Meilensteine zum Integrierten Risikomanagement (IRM)
Das Risikomanagement hat sich in den letzen 50 Jahren in der Schweiz sehr dynamisch entwickelt. Mehrere Jahrzehnte war das «Integrierte Risikomanagement (IRM)» ein Wunsch und auch eine Vision. Was waren die wichtigsten Meilensteine, damit dieser integrative Ansatz im Risikomanagement realisiert werden konnte?
• Professionalisierung des RM Die Jahre 1965 bis 1970 waren stark beeinflusst durch die Entwicklungen in der Raumfahrttechnik. Das technische Risikomanagement wurde professionalisiert. Bei den Apollo-Programmen gab der MILSTD- 882:1969 vor, welchen Anforderungen technische Komponenten und Systeme erfüllen müssen. Anfang der 1970er-Jahre entwickelten die Zürich Versicherungen das «Zurich Risk Management System (ZRMS)», das weltweit als wichtiges Unternehmens- und Versicherungs-Risikomanagement bekannt wurde. Viele Schweizer Unternehmen orientierten sich an diesem Ansatz.
• Spezifizierung des RM In den drei Jahrzehnten 1970– 2000 entstanden sehr viele Normen und Spezifikationen in unterschiedlichen Bereichen: so zum Beispiel in der Chemie, Pharma, Medizin, IT, Aviatik, den Verkehrssystemen und der Maschinenindustrie. Eine Folge dieser grossen Zahl war, dass es selbst für ExpertenInnen immer schwieriger wurde, den Überblick zu behalten.
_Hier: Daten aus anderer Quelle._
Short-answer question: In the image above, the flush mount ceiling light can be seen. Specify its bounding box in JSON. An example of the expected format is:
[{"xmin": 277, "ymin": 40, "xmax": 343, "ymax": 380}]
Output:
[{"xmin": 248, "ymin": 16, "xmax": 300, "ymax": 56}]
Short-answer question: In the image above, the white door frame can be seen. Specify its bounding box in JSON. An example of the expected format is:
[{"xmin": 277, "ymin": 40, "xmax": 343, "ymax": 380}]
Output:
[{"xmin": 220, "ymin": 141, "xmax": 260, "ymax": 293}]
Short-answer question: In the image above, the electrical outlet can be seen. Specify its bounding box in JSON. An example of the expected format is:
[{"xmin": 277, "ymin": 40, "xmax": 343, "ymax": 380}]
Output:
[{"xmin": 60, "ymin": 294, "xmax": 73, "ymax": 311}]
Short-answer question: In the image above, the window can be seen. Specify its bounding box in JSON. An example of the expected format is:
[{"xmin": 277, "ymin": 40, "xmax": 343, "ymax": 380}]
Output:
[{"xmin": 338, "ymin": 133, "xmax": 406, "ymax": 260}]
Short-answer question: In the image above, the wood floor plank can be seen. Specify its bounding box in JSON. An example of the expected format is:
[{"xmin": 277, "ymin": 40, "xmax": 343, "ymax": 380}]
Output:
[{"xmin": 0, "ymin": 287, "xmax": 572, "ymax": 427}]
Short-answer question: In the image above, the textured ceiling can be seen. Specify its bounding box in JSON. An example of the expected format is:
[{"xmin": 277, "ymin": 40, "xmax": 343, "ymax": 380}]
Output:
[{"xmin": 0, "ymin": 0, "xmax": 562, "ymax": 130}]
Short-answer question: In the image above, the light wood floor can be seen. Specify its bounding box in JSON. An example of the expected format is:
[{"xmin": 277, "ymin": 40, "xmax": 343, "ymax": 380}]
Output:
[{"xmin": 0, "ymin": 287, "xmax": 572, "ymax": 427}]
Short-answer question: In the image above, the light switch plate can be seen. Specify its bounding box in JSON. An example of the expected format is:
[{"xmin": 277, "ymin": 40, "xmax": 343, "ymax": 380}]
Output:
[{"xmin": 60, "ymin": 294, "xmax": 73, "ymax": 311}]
Die Vergleichbarkeit und auch der Erfahrungsaustausch waren im Risikomanagement nur noch ansatzweise möglich.
• Fokussierung im Normenbereich Sie wurde mit der ISO 31000 eingeläutet. Die Grundidee war, eine generische Risikomanagement- Norm zu erstellen, die als Leitnorm für alle anderen Normen im Sicherheits- und Risikomanagement und auch im BCM gültig ist. Als Vorlage diente die australisch- neuseeländische Norm AS/ NZS 4360:1999/2004, die im ganzen Commonwealth gut verbreitet war. Dies war auch einer der Gründe, warum sich die ISO 31000:2009 in den ersten Jahren sehr rasch etablierte. Heute ist die ISO 31000:2009 der internationale Benchmark im Risikomanagement.
• Integration I: Einbettung in ISO-Welt Mit der ISO 31000:2009 wurde es erstmals möglich, dass das Risikomanagement mit anderen Managementsystemen in einem Integrierten Managementsystem voll integriert werden kann. Dieser Vorteil wird auch von vielen Schweizer Firmen erkannt und genutzt.
• Integration II: Vernetzung im ISO-Kontext Diese erste Integrationsstufe wurde durch eine zweite Stufe vertieft, nämlich durch die Integration des «risiko-basierten Ansatzes» (risk-based approach) nach ISO 31000:2009 in den assozierten ISONormen. Dies betrifft ebenso die regulären Aktualisierungen von ISO-Normen, die alle fünf Jahre stattfinden. Beispiele sind die ISO 9001 und ISO 14001. Ebenso gilt dies für die Übernahme von Normen in die ISO-Welt, wie z.B. die ISO 22301 (ehemals BS 25999-1/2) oder auch die ISO 45000 (ehemals OHSAS 18001/2). Und selbstverständlich gilt dies auch bei der Erstellung neuer Normen zum Beispiel bei der ISO 19600 für Compliance Management. Durch diese zweite Stufe der Integration wird die ISO 31000:2009 zu einer zentralen Norm, weil der «risk-based approach» eine wichtige Vorgabe für andere ISO-Normen ist.
Viele Schweizer Konzerne, Grossunternehmen und eine grössere Anzahl an KMU orientieren sich im Risikomanagement an der ISO 31000:2009, so zum Beispiel Hoffman- La Roche, Swisscom, SBB u.v.a.. Ein solches Integriertes Risikomanagement (IRM) unterstützt aktiv die andern ISO-Managementsysteme als effizientes und wirkungsorientiertes Führungsinstrument.